There's a thousand-plus Amazon reviews, stacks of articles, and shelves of commentaries. What can I add? Unlike most readers, I worked backward before forward into this novel. I'd read "The Crying of Lot 49" in grad school and "Vineland" on my own, but felt incapable of handling "Gravity's Rainbow." Earlier this year, I finished "Against the Day" after months of grappling with its ambiguities and terrible beauties, and then took on the pleasant if as paranoid "Inherent Vice" and next "V." (I reviewed dutifully if tardily these three recently.)

So, I entered "GR" with a past-future perspective on Pynchon's fiction. (I still need "Mason & Dixon" and "Slow Learner," I admit, to finish my quest.) Like "V.", this takes us into German South-West Africa's horrors after WWI. As with "AtD," we follow Central Asian and ice-bound oddities around this same revolutionary period. We get sea-creatures and even a glimpse of the L.A. freeways that "Inherent Vice" follows. And, "Vineland" may get but a nod to a throwaway song lyric name-checking Humboldt County, but as with all of Pynchon, an open-ended, unresolved conspiracy perpetrated by an infernal, alien, yet human-entangled System serves to suppress a Counterforce that traps its rebellion within the same lusts for power and wealth that oppress and motivate and fuel evil machinations of our rulers.
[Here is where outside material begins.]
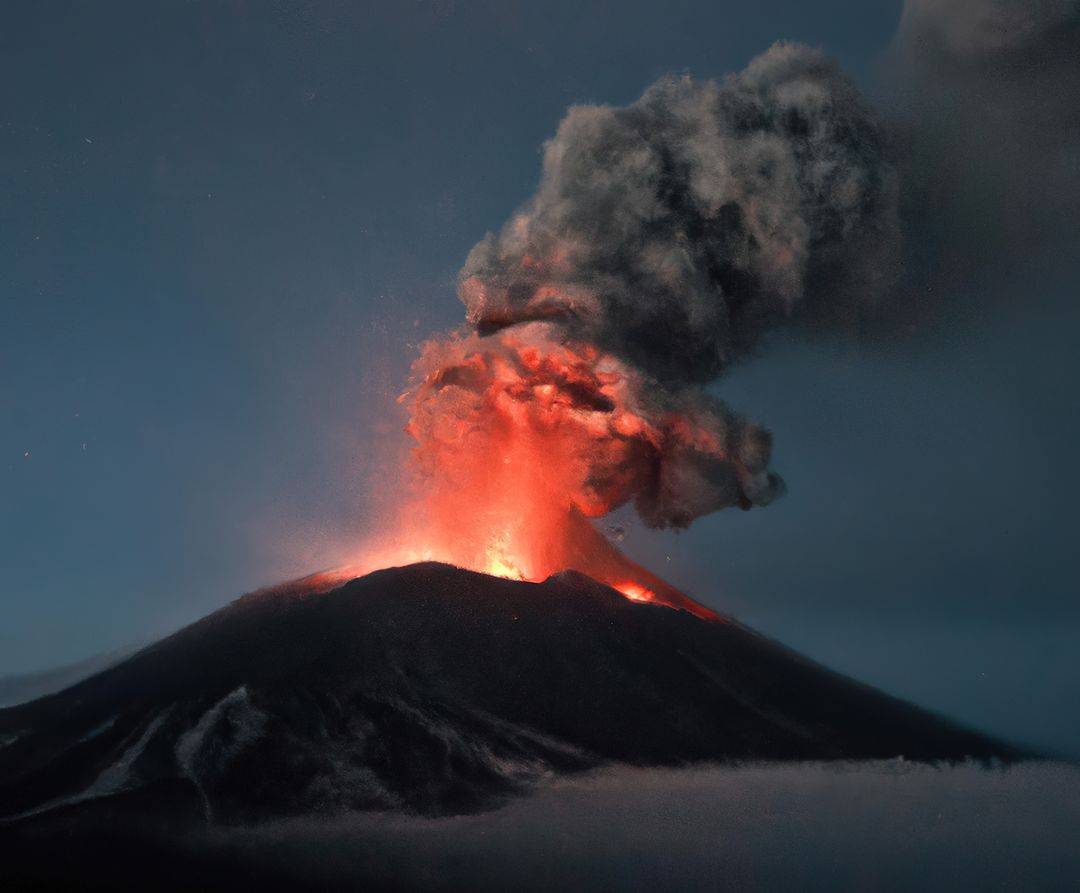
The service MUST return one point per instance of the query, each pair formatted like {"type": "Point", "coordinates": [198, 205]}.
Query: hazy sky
{"type": "Point", "coordinates": [226, 225]}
You care about some characters in this WWII epic, and others flit by like cartoons. Horrors add up, as few escape the carnage. Dozens of pages drift pass, data amass into heaps of crushing information, and then, suddenly, illumination flickers and tenderness may beckon--before the plot trundles on over nearly eight-hundred densely packed pages.

Tyrone Slothrop's frenetic quickies, his search for the rocket launch pad in what was Nazi Germany, his own New England family's story gets submerged into this monstrous "sado-anarchist" narrative. That's the whole point. "Those like Slothrop, with the greatest interest in discovering the whole truth, were thrown back on dreams, psychic flashes, omens, cryptographies, drug-epistemologies, all dancing on a ground of terror, contradiction, absurdity." (592; Penguin ed.)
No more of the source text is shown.